Его стихи не назовешь непритязательными, но в них всегда ощутимо заявленное отсутствие претензий на «что-то большее». Они как будто намереваются быть только «стишками», и эта начальная ошибка чтения устраивает Лосева, даже входит в авторское задание. Обозначая условия своей поэтической деятельности, Лосев демонстрирует незаурядное авторское смирение и выдает себя за поэта «после поэзии», шагающего вслед поэту-герою по-клоунски мешковато, умело неуверенно. Так — заранее заявляя о своей непритязательности, дополнительности — стихи накапливают энергию преображения и прорыва. В их внутреннем действии есть таинственное превращение: несовпадение внешнего облика и глубинного звука, и сам «эффект Лосева» располагается в этом несовпадении. Оттуда идет негромкий, но дивный призвон, как от счастливо направленного теннисного мяча — звоночек удачи.
В стихах Лосева, как это обычно бывает с большими поэтами, нам предъявлено новое чувство, которому еще нет названия: непривычное, тревожащее сочетание твердости и уязвленности. Уязвленность делает положение автора реальным: не мнимым, не голословным. А твердость дает ему опору для драматического существования в чужом времени, среди чуждых литературных нравов.
Но кажется все же, что в этой литературной принадлежности к другому поколению есть что-то вынужденное и для самого Лосева как человека, нежелательное, даже болезненное. Лосев-автор и Лосев-читатель (критик) находятся по разные стороны баррикады: по разные стороны невидимой стены «литературного вкуса поколения». Интуиция, чувство времени уводят автора дальше, чем он предполагал (а возможно, и желал) очутиться. Нет полной уверенности в том, что Лосев ощущал себя новым автором — которым безусловно являлся. Его мнение о самом себе не совпадает с нашим сегодняшним.
Никак не удается решить главную загадку: это автор, действующий во времени, не совпавшем с собственным возрастом, или это два разных автора? Один, твердо уверенный, что «все уже написано», и другой — раз за разом доказывающий совершенно обратное?
Потом я еще не раз писал о Лосеве, более развернуто и, как мне казалось, куда более внимательно. Но на эти статьи он никак не отзывался, видимо, не узнавая в них себя или узнавая не с лучшей, на его взгляд, стороны.
Он еще приезжал в Москву в 1998 году, было его чтение в Литературном музее, после которого мы поехали к нам, где наконец удалось чокнуться и что-то вместе выпить.
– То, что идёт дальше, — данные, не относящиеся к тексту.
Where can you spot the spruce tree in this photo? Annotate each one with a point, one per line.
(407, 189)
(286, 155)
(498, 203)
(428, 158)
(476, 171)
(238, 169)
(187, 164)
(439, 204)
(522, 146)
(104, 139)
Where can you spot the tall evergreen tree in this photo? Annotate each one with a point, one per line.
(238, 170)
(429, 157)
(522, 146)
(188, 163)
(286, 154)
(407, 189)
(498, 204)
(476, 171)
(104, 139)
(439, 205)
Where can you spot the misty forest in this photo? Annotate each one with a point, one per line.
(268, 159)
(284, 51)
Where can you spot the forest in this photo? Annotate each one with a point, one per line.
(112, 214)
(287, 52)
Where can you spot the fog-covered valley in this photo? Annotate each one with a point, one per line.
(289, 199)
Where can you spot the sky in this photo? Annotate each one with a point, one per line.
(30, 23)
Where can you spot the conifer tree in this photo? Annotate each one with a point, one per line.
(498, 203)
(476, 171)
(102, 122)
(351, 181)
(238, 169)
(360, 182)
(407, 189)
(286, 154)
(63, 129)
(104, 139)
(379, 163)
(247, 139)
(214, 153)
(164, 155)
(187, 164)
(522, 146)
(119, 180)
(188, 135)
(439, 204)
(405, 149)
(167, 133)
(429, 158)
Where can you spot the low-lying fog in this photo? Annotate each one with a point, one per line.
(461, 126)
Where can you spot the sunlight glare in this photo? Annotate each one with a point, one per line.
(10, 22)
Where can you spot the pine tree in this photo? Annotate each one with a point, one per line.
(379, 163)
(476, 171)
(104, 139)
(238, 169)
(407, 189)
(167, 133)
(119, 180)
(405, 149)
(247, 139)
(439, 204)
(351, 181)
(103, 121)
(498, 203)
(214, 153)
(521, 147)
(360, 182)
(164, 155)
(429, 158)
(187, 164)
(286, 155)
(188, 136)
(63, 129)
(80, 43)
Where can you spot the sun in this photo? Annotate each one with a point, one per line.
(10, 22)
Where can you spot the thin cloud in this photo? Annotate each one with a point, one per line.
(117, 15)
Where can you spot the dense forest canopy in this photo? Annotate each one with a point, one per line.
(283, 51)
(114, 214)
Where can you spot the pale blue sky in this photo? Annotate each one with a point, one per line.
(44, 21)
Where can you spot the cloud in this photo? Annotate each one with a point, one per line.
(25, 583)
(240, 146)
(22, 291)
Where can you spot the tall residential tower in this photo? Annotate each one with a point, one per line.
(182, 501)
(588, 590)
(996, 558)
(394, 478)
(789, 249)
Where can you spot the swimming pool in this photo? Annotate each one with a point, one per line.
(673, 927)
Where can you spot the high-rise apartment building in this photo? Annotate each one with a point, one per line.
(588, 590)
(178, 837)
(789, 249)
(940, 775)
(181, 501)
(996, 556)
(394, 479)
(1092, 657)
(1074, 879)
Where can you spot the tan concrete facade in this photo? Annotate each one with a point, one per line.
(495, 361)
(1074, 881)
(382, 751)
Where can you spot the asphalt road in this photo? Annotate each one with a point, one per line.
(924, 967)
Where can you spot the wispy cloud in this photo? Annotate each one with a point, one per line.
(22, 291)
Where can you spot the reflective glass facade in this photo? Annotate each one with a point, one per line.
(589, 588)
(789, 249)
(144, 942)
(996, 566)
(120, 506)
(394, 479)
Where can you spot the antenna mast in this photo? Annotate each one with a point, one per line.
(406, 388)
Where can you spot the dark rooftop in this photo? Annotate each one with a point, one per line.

Больше мы не общались, я только передавал ему приветы через Сергея Гандлевского или Михаила Еремина. Еремин и сообщил мне однажды о его тяжелой болезни.
С первых же публикаций Лев Лосев вошел в ту крайне малочисленную группу авторов, в отношении которых читательский голод не утоляется. Есть поэты, чьи новые стихи начинаешь читать не в порядке живой очереди, а сразу, как только они появились, например, в периодике. Они насущны, это твои «еда и питье» (а не поваренная книга). Таких авторов в моем списке не так много, меньше десяти; Лев Лосев — среди них. Теперь надо говорить: был среди них.
Трудно осознать, что уже никогда не сможешь прочесть новые стихи Лосева. Это явный ущерб моей жизни. Она сократилась на какую-то часть.